Collins’s and Murkowski’s assurances always threatened to blow back on them. In a statement Tuesday, Collins said that if the leaked decision were final, it would be “completely inconsistent” with what Gorsuch and Kavanaugh told her.
At the same time, some of these nominees — Kavanaugh, especially — offered answers that are somewhat difficult to square with what we see today, even as they kept the door ajar.
In his hearings, Kavanaugh was under great pressure on this issue, especially given how tight the vote was at the time. He needed Collins. When asked about Roe, he repeatedly described it as “precedent on precedent” and “settled as precedent,” citing other decisions that affirmed it, including Planned Parenthood v. Casey.

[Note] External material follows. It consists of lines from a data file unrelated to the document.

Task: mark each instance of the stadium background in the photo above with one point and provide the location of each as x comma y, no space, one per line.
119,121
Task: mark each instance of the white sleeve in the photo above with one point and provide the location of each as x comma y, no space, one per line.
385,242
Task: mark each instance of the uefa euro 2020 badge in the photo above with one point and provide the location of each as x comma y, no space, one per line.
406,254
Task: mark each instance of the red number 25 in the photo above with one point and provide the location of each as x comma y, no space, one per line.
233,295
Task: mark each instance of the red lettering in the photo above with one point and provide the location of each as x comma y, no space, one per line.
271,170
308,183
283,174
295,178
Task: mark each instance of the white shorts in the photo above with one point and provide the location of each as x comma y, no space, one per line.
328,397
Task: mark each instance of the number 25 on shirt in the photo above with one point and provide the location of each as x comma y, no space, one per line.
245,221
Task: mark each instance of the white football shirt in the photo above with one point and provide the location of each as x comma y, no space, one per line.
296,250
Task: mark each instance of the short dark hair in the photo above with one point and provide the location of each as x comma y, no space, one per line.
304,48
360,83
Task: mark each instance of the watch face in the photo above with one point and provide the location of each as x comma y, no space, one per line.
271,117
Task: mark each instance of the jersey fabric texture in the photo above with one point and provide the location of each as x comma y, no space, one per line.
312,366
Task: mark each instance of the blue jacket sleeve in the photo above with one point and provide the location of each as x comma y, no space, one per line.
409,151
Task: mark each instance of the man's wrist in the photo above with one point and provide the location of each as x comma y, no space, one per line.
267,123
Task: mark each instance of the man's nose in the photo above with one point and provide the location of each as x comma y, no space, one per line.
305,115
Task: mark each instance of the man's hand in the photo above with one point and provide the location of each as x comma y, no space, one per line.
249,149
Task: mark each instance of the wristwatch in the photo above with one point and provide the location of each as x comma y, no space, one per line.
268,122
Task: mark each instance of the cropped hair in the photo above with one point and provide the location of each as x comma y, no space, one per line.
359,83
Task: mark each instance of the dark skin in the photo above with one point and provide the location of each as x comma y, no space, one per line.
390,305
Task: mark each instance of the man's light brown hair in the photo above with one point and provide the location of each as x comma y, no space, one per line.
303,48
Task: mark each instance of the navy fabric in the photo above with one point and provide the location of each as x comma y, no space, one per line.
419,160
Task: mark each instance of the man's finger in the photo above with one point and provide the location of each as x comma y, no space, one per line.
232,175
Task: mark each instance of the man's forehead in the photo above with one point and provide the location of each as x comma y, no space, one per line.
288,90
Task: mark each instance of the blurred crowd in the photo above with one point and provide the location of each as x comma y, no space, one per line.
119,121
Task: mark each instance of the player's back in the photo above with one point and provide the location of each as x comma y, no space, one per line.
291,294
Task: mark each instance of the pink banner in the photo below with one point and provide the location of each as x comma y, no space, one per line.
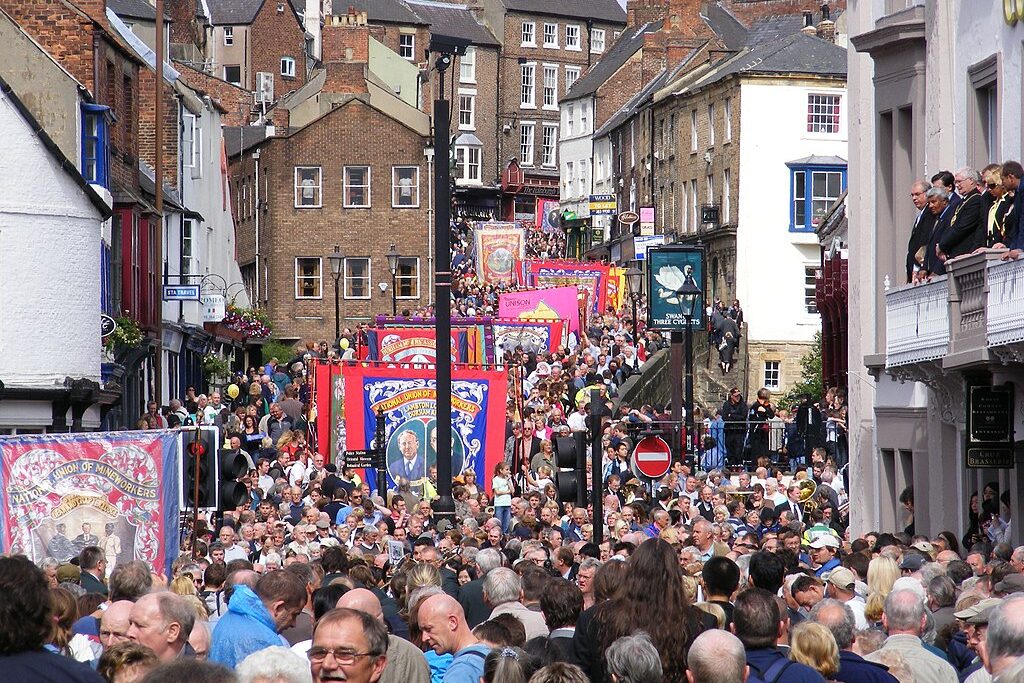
558,303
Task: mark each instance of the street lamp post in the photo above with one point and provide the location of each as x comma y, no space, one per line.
634,278
392,264
337,259
689,295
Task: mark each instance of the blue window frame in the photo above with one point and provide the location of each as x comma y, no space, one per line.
813,187
95,143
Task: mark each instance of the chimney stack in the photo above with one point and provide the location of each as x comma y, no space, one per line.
346,52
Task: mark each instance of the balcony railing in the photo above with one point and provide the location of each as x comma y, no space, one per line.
957,317
1006,302
918,323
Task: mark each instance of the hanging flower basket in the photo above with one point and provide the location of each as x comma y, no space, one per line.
250,322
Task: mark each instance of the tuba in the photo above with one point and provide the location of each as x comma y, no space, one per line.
807,491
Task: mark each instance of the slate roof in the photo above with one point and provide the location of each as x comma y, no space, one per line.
136,9
797,53
386,11
598,10
624,48
233,12
725,26
768,29
452,19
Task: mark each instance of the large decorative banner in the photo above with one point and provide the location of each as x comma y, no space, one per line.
591,276
118,491
675,286
547,215
558,303
531,336
330,392
499,246
416,345
408,397
476,348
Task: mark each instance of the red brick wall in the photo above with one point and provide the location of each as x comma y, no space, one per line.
359,135
749,11
236,101
274,35
146,126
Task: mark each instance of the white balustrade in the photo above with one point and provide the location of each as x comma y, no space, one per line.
1006,302
918,323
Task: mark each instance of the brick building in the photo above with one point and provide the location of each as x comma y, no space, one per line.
354,175
697,133
546,46
259,45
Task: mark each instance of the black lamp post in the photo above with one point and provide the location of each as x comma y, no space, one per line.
337,260
392,264
689,297
634,278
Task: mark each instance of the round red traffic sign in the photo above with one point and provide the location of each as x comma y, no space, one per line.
651,458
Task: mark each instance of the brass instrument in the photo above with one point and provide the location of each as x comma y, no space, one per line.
807,491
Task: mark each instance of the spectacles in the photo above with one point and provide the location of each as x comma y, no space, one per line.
341,655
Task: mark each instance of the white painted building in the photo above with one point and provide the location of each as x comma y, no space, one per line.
936,85
50,221
777,251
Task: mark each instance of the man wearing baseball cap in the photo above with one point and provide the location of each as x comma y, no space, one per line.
840,586
823,551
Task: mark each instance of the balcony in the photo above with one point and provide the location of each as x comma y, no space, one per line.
966,318
918,323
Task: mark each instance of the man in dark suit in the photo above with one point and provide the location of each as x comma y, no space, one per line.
471,595
923,224
93,566
938,205
967,226
792,504
1012,174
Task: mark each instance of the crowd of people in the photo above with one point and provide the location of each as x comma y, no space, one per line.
730,568
960,214
712,584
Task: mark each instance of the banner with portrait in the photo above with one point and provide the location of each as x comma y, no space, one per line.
548,215
591,276
498,248
559,303
329,389
118,491
530,336
408,397
476,347
416,345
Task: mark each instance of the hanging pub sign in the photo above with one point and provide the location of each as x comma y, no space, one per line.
990,427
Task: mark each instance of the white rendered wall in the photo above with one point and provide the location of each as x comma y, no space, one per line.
49,265
770,258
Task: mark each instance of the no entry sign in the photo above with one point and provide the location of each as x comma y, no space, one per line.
651,458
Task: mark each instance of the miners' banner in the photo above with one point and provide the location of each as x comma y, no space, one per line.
416,345
498,247
118,491
330,411
531,336
559,303
408,397
471,337
591,276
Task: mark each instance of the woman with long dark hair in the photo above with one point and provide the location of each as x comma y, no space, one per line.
652,599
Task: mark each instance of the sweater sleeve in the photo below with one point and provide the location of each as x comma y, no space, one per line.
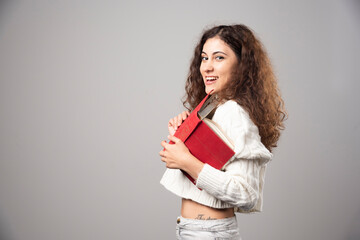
240,182
238,185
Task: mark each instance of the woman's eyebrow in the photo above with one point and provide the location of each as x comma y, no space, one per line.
214,53
219,52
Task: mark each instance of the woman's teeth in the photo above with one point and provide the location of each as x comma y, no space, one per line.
211,78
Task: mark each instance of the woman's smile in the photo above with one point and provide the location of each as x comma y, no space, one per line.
218,62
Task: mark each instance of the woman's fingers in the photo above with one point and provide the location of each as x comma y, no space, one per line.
177,121
180,120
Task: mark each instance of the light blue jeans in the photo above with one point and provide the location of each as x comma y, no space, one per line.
191,229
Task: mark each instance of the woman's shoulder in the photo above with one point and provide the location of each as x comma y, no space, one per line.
232,112
237,124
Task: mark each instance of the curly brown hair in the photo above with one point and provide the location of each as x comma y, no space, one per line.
253,85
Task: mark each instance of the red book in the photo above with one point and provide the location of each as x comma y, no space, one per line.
204,138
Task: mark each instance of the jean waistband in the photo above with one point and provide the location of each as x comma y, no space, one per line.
208,225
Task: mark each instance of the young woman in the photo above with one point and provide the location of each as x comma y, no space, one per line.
230,62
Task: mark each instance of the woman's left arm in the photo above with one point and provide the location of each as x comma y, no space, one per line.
238,185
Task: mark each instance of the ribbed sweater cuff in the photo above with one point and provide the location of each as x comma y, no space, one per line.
210,179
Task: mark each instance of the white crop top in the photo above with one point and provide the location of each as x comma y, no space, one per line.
241,183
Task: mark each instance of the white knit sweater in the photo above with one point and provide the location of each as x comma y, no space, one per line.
240,183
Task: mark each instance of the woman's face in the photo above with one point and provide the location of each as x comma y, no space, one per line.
217,65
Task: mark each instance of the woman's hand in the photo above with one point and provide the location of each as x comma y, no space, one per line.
175,122
178,156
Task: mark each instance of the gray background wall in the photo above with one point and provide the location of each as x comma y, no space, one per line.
87,88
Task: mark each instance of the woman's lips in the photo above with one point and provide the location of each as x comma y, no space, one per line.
210,80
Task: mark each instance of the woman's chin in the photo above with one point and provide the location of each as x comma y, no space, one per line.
209,89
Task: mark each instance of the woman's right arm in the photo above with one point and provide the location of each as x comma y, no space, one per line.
175,122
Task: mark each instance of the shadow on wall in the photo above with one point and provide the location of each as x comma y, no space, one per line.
354,229
4,229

He said a decision by the court to overturn precedent should be rare and that a majority of the court disagreeing with a prior decision should not be enough to overturn it.
At the same time, he declined to say that the case was “correctly settled” or “settled law.”
Gorsuch, in contrast, did agree that abortion was “settled law” but added that caveat of “in the sense that it is a decision of the U.S. Supreme Court.” He also said he accepted it was the “law of the land” that the Supreme Court had ruled that a fetus is not a person under the 14th Amendment.
He also rebuffed suggestions that Trump, who had promised to nominate only justices who would overturn Roe, had conducted a litmus test with him. He “would have walked out the door” if Trump had broached the subject, Gorsuch declared.
Gorsuch’s comments did carry some real wiggle room, as we’re now seeing, but they were sufficient for both Collins and Murkowski.
Barrett forged yet another somewhat different path on this — a path that seemed to open the door even more to overturning Roe. And as a private citizen, she had signed on to a newspaper ad saying it was “time to put an end to the barbaric legacy of Roe v. Wade.”
The concept of “super precedents” loomed large in her hearing, given that she had written about it previously and seemed to grant that there might indeed be such a thing. She indicated that Roe didn’t qualify under the definition she used, because it wasn’t universally accepted by the public. But she added that experts “across the spectrum say that doesn’t mean that Roe should be overruled.”
None of these confirmation hearings indicated that the nominees thought overturning Roe was completely out of the question, but they are worth comparing to Alito’s reported draft opinion. While it’s unclear exactly how the official decision might turn out, the opinion argues that perhaps this precedent isn’t all it’s cracked up to be — that the justices in Casey were not united in upholding the reasoning behind Roe.
“Two Justices expressed no desire to change Roe in any way,” the draft opinion says. “Four others wanted to overrule the decision in its entirety. And the three remaining Justices, who jointly signed the controlling opinion, took a third position. Their opinion did not endorse Roe’s reasoning, and it even hinted that one or more of its authors might have ‘reservations’ about whether the Constitution protects a right to abortion.”
Whether that’s what the Casey opinion said is a worthy debate. (The opinion says that “the reservations any of us may have in reaffirming the central holding of Roe are outweighed by the explication of individual liberty we have given combined with the force of stare decisis.”) But the Dobbs draft suggests that precedents and even “precedents on precedent” ultimately didn’t carry nearly as much weight as confirmation hearings might have led some people to believe.
And if you take their past comments at face value, those people include U.S. senators who cast crucial votes for justices who are now poised to dismantle a constitutional right they said they hold dear.